You could also contribute to a Dependent Care Flexible Savings Account, which allows you use pre-tax dollars for child care. Bell recommends that you max out the account and, if possible, use an employer FSA match.

Each household can contribute $5,000 to a dependent care FSA by 2023. If you are married filing separately, $2,500 is possible.


You may want to look for ways to lower your grocery bills if your snack cupboard runs out within three to five days due to your children’s overeating habits. If inflation is a factor, this may be a sign that you are feeling the pinch of rising food costs.

Plan your shopping ahead of schedule to save money and avoid purchasing unnecessary items. Dominique Broadway is a personal finance expert who founded Finances Demystified Miami in Florida. She switched to grocery delivery to know exactly how much she will spend.

Broadway recommends that you place the same groceries into different delivery service provider carts to allow for side-by-side price comparisons.

You’ll be amazed at the amount of difference that can exist. Delivery fees and inflated prices can sometimes make the difference between 40 and 50 dollars. She says that this can add up over time.

Health care

When you pay your premiums monthly, it can be a significant expense. Your out-of-pocket expenses can be increased by adding copays to every visit to the doctor.

A health savings account can be a great way to save money if you have a healthy child. HSAs may be used to cover health care expenses. In 2023, the maximum HSA limit is $3,850 per person and $7,750 per family. Contributions are pretax and tax-deductible. To contribute to an HSA, you must have high-deductible insurance. Some people save money by choosing high-deductible plans that have lower premiums. These plans may have a higher deductible than normal before your insurance begins sharing your health care costs.

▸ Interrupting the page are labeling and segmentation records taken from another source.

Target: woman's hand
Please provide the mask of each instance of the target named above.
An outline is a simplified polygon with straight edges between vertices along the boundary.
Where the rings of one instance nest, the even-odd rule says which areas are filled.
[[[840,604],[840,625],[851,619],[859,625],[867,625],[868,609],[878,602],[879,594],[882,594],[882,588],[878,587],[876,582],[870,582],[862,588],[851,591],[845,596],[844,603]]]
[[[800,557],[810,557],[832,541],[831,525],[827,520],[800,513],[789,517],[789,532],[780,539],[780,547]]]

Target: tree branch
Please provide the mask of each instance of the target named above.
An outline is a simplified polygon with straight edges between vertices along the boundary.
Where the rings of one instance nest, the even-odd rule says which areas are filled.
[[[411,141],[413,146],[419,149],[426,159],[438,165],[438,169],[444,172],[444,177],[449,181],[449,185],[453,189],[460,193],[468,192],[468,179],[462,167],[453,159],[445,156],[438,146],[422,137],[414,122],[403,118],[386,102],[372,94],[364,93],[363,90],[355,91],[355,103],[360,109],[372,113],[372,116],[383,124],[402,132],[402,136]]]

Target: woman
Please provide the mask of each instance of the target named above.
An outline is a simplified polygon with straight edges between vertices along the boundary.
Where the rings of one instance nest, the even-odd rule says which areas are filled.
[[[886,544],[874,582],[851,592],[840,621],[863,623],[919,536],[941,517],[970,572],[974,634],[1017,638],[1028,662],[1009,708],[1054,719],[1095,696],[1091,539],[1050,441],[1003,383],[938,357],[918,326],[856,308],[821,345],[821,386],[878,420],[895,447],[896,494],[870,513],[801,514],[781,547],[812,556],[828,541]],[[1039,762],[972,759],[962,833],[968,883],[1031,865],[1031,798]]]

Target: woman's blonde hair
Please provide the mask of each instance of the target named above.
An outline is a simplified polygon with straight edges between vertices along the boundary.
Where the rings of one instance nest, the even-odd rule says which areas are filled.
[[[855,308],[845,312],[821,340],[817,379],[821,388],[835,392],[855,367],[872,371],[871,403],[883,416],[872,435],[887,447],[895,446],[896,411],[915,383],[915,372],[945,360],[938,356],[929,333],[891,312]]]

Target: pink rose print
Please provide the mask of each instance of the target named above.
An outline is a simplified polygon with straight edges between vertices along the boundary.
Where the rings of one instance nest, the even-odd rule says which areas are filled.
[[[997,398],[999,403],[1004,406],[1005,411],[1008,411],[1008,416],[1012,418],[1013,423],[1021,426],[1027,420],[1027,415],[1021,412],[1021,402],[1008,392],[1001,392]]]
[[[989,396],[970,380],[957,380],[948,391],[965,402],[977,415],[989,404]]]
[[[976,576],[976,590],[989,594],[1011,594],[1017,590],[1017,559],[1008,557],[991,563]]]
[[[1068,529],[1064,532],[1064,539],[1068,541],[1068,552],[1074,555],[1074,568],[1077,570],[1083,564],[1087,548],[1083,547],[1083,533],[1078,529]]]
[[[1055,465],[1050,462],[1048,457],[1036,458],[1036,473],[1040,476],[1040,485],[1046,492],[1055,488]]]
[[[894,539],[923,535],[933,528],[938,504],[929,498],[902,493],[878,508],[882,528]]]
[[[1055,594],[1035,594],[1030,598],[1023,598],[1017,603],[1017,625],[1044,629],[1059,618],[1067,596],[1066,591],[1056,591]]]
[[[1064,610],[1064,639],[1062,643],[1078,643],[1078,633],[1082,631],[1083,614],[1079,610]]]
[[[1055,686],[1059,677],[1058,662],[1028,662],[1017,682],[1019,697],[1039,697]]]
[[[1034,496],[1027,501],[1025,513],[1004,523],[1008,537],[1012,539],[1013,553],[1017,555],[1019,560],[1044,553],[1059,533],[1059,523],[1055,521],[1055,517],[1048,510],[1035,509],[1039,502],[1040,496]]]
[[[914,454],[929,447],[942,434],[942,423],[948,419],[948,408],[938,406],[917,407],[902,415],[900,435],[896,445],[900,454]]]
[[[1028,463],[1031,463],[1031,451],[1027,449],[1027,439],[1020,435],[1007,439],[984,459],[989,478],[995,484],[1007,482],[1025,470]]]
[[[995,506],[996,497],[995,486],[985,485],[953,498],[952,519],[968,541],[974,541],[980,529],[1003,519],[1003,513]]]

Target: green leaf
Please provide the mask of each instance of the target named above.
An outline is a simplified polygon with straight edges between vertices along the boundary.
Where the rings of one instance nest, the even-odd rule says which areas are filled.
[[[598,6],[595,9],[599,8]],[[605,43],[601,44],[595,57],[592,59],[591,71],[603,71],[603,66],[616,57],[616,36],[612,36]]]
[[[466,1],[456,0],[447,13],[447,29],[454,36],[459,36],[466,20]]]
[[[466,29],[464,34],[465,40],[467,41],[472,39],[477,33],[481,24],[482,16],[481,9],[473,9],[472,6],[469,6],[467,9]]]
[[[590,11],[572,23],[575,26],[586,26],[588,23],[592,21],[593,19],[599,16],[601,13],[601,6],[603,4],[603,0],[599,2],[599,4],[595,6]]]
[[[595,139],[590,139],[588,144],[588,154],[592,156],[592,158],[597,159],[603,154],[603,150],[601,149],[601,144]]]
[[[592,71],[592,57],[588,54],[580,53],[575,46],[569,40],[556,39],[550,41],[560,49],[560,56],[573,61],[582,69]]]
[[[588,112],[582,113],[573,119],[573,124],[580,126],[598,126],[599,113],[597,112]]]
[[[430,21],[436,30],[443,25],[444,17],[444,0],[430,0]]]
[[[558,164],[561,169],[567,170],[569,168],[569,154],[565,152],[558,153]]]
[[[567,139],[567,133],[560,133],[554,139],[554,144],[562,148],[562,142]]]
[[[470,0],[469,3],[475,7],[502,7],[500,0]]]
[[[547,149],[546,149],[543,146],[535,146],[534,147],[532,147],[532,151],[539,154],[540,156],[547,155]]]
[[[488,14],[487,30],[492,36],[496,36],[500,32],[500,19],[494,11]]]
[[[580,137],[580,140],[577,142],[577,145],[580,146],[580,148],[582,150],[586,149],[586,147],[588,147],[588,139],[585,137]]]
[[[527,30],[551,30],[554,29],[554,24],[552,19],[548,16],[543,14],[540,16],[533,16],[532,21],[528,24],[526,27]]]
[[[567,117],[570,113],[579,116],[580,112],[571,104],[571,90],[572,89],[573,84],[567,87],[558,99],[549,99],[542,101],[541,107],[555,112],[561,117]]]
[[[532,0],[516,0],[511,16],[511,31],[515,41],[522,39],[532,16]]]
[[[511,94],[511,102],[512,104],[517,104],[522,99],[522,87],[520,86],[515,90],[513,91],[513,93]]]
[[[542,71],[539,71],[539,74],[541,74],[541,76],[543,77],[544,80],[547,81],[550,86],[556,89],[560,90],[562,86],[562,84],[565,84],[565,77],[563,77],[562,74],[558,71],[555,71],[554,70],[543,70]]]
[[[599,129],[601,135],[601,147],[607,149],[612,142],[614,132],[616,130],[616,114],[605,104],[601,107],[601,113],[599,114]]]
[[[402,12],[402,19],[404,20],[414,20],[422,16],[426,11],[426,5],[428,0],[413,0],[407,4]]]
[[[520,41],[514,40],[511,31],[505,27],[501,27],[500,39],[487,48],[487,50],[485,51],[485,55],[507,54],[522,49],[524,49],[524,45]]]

It was a good idea to test it in 2022. My out-of-pocket expenses were only $700, since my son and me went to the doctor only a few times in that year. My employer contributed $1,500 to my HSA account. This was the cherry on top. This money can be rolled over to the next year.


My house was filled with so many toys that by 2022, my son and me had given away half of them. I am trying to cut costs this year by making more use of the free activities.

Parents often buy their children things, but they soon realize that what they really value are experiences.

She says that she bought a Target $3 activity kit and had hours of fun with her children. It was cheaper than buying toys for them. I believe that this alone is a great way .”

A trampoline park is located near our home and offers a $20 per month subscription that allows for unlimited play. It seemed more economical to take my son to the trampoline park than to purchase more excavators and trucks that I will end up tripping on.

To save money this year, Broadway recommends that you open a custodial account to cover future child-related expenses and help your children build wealth.

“Take the money and put it to work for your children.